Plaintiff did not recall what happened between her fall and regaining

consciousness in the hospital, but she stated during her deposition that she

remembered she felt an issue with her foot being “trapped” immediately before her

fall occurred. Plaintiff stated in her deposition that “I was seated in the bleachers

along the first base side three rows down from the press box. I stood up, stepped to

the right; the board flexed, caught my toe and I fell down the bleachers to the ground

below.” Plaintiff recalled that her foot felt “heavy, trapped, heavy, something stuck,

something not right about it, like something was hanging onto it or it couldn’t -- it

couldn’t go anywhere.”

-4- SHEPARD V. CATAWBA COLL.

Plaintiff’s husband testified that he saw plaintiff stand up, then he turned his

head toward the field, and in the next moment saw that his wife had fallen down the

bleachers. Plaintiff’s husband stated she told him “[t]hat her foot got caught, that

she couldn’t get her foot -- evidently a board gave way and her foot fell underneath

and that propelled her down the steps.” Due to the severity of plaintiff’s injuries, she

was immediately taken to the hospital by an ambulance and her husband went with

her so neither she nor her husband examined or took photographs of the exact spot

where she fell at the time.
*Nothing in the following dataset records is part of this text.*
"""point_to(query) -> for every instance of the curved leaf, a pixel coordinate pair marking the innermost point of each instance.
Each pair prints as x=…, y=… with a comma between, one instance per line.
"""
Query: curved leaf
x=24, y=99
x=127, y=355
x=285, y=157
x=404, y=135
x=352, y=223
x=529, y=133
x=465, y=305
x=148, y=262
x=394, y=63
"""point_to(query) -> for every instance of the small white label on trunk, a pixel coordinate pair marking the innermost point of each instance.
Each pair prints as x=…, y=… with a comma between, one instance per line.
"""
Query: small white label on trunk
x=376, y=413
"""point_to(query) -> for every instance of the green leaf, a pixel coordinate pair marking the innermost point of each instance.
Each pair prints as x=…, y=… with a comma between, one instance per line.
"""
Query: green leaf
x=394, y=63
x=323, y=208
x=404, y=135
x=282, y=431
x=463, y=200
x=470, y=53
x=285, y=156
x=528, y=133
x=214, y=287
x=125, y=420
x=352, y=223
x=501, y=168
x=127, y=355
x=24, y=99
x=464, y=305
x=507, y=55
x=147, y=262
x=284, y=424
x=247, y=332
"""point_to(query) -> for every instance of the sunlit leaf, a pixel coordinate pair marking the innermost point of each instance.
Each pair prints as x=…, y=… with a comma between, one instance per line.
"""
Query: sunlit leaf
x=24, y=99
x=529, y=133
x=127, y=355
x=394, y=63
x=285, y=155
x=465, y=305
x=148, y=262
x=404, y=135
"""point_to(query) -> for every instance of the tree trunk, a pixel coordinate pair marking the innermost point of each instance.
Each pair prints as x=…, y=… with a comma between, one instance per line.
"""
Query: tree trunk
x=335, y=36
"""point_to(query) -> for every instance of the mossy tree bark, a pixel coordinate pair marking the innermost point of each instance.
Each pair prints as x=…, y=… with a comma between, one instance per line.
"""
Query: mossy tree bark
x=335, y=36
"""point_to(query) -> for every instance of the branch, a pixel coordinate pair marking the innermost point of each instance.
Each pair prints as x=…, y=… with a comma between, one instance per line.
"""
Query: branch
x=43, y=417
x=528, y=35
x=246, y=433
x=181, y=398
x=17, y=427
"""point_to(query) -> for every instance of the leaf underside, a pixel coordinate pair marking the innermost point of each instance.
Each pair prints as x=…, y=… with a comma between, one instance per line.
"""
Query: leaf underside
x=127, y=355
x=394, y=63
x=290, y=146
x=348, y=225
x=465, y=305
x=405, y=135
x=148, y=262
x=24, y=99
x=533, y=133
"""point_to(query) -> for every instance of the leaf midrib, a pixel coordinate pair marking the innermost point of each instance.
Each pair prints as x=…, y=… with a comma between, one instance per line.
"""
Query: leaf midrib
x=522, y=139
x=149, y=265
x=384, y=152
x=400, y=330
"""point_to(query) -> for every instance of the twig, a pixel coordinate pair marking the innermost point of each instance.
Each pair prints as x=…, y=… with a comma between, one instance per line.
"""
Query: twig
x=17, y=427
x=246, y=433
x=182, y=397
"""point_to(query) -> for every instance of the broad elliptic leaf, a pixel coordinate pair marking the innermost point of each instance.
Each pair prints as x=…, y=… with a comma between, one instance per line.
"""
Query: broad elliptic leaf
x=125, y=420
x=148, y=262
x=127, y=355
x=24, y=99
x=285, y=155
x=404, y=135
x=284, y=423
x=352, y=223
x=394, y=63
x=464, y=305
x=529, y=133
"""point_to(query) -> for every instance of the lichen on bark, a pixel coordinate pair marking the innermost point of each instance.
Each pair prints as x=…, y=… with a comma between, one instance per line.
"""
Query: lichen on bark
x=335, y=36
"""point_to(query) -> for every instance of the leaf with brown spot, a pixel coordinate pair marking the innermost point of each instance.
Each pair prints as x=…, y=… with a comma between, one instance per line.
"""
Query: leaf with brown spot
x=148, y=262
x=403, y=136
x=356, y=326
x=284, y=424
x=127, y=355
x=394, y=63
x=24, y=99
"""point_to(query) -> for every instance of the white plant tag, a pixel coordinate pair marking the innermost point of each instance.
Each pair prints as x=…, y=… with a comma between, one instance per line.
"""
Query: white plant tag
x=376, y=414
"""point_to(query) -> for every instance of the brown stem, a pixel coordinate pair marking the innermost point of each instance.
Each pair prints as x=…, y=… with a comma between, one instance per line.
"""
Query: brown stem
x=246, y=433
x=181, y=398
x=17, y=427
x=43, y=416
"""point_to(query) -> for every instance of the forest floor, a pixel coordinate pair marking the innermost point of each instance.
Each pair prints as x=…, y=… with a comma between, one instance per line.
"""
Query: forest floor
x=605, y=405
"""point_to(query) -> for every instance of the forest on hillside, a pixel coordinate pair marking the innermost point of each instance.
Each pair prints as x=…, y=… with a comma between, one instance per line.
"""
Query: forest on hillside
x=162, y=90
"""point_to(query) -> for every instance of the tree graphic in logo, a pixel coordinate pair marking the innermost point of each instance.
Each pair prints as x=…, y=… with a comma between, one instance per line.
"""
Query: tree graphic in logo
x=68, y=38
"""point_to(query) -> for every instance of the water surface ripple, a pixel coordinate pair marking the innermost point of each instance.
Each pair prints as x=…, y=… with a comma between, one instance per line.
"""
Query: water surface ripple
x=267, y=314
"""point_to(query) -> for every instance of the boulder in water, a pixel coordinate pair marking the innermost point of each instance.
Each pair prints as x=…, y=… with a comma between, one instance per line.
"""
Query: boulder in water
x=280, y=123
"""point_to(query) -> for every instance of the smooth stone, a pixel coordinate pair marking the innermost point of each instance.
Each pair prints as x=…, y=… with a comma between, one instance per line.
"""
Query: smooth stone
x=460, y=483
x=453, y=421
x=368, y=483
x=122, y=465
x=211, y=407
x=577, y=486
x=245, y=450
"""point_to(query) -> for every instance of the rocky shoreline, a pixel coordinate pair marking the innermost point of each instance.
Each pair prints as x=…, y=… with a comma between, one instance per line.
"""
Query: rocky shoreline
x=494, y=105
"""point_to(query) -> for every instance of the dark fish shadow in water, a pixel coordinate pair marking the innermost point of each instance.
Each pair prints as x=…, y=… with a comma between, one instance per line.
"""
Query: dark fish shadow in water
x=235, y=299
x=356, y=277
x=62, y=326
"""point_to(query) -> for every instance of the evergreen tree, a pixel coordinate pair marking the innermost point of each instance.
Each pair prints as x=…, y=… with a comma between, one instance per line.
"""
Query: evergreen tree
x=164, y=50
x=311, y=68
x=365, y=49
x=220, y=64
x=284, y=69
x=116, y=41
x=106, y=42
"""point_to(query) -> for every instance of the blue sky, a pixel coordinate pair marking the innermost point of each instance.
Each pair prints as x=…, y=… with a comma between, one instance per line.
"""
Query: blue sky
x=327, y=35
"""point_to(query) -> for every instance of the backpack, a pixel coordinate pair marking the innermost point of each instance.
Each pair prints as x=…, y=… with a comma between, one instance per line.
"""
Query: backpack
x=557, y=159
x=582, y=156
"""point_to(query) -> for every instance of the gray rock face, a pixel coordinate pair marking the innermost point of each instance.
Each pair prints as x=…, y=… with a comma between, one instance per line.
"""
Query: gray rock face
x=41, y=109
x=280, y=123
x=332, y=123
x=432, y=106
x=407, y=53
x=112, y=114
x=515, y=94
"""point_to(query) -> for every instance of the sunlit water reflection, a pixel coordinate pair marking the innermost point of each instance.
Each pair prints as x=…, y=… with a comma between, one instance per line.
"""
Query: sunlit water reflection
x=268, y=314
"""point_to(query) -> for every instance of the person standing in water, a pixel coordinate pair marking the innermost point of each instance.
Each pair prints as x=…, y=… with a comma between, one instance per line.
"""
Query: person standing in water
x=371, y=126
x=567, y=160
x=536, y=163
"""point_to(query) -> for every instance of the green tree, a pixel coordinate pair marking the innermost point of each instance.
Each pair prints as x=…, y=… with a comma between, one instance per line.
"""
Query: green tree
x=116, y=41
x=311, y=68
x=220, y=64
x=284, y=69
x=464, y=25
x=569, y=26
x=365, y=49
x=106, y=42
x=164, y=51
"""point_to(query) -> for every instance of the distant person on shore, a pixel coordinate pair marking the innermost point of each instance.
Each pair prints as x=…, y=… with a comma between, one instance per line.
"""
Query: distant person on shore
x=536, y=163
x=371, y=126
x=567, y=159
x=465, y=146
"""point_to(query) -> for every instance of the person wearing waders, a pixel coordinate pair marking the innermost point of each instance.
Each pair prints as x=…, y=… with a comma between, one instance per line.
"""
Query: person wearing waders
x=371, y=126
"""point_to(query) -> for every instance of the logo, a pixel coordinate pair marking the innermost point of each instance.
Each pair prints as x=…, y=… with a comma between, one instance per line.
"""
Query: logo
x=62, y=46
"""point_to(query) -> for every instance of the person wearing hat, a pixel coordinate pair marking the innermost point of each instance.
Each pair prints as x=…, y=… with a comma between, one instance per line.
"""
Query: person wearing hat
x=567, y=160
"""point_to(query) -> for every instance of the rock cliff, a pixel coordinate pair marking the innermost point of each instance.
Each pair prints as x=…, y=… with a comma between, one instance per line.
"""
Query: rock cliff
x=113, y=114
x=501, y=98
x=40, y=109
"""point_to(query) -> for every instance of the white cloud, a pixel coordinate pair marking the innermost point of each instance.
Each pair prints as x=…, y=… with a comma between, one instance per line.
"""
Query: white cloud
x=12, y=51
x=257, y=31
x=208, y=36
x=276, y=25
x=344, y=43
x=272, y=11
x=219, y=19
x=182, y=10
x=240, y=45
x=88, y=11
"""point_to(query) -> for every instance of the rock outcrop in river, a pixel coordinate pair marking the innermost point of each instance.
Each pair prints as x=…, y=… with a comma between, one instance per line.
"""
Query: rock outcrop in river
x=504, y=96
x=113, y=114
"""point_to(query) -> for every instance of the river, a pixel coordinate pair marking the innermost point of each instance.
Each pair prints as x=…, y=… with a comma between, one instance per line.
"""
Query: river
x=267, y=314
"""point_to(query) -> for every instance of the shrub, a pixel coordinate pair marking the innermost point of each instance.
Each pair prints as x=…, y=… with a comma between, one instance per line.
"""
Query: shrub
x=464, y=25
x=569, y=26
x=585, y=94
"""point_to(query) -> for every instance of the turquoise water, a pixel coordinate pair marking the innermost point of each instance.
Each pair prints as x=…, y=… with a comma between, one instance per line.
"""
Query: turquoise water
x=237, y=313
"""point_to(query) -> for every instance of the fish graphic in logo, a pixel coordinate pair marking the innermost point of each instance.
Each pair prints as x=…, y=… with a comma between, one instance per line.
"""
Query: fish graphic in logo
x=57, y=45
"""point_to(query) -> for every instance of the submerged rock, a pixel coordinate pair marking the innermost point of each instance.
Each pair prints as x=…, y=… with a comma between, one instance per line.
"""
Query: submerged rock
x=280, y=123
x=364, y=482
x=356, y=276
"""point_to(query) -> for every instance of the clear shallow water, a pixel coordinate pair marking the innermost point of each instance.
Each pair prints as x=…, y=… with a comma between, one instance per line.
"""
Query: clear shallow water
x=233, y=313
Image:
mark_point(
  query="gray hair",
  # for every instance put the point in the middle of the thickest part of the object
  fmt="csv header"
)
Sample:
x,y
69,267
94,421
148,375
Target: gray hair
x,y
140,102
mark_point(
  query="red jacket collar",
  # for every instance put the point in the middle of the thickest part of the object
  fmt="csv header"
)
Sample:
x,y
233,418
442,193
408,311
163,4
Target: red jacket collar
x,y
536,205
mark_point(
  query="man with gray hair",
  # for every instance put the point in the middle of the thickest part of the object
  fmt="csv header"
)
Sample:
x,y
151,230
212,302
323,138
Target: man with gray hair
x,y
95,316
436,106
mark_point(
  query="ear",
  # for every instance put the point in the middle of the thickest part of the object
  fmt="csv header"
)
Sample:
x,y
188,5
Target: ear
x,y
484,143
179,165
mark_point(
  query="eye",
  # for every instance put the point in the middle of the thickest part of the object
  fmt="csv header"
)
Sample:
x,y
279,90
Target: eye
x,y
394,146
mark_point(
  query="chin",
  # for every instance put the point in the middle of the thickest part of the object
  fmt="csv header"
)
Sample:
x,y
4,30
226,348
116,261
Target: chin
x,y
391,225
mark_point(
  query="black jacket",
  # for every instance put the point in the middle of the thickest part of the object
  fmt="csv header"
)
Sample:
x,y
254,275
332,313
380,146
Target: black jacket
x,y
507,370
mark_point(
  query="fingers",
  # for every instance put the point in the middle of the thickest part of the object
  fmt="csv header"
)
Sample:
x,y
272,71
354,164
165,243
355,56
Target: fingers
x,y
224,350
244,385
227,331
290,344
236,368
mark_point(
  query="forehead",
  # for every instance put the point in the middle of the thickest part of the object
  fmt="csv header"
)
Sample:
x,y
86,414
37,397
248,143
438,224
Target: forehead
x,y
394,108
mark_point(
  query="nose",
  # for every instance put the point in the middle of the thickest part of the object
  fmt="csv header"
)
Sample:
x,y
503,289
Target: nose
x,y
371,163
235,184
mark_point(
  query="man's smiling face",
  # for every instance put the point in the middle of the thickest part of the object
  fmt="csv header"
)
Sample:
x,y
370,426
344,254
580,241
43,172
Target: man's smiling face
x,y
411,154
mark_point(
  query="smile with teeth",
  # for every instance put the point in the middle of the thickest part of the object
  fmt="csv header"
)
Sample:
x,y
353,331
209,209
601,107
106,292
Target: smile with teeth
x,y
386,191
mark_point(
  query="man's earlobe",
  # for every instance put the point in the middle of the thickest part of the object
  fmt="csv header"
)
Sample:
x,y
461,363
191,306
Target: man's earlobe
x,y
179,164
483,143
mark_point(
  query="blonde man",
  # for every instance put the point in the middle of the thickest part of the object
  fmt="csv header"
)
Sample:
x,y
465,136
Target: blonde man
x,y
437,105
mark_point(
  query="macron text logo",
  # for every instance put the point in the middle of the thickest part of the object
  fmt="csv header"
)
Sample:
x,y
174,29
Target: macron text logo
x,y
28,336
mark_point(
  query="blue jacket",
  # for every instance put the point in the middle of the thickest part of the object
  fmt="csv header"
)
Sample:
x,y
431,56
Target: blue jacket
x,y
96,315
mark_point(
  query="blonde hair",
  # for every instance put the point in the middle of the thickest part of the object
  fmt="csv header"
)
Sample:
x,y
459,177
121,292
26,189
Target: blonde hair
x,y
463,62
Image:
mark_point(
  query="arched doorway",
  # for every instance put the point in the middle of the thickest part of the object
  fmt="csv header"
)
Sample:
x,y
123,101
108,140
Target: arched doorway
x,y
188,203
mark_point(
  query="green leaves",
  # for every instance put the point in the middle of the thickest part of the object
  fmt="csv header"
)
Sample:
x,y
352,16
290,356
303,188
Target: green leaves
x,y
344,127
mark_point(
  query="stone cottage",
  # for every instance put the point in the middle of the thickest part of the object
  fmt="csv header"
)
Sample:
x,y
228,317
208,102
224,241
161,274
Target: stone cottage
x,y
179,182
Although plaintiff could not identify a specific board she

fell on, at her deposition, plaintiff identified the place where she had been sitting by

marking the “[g]eneral area” with a green X on a photograph of the bleachers.

On 7 December 2016, plaintiff’s expert witness, Mr. David Harlowe, examined

the bleachers. Mr. Harlowe noted in his report that he had “been performing risk

management work in the athletic and fitness industries for over 21 years.” Mr.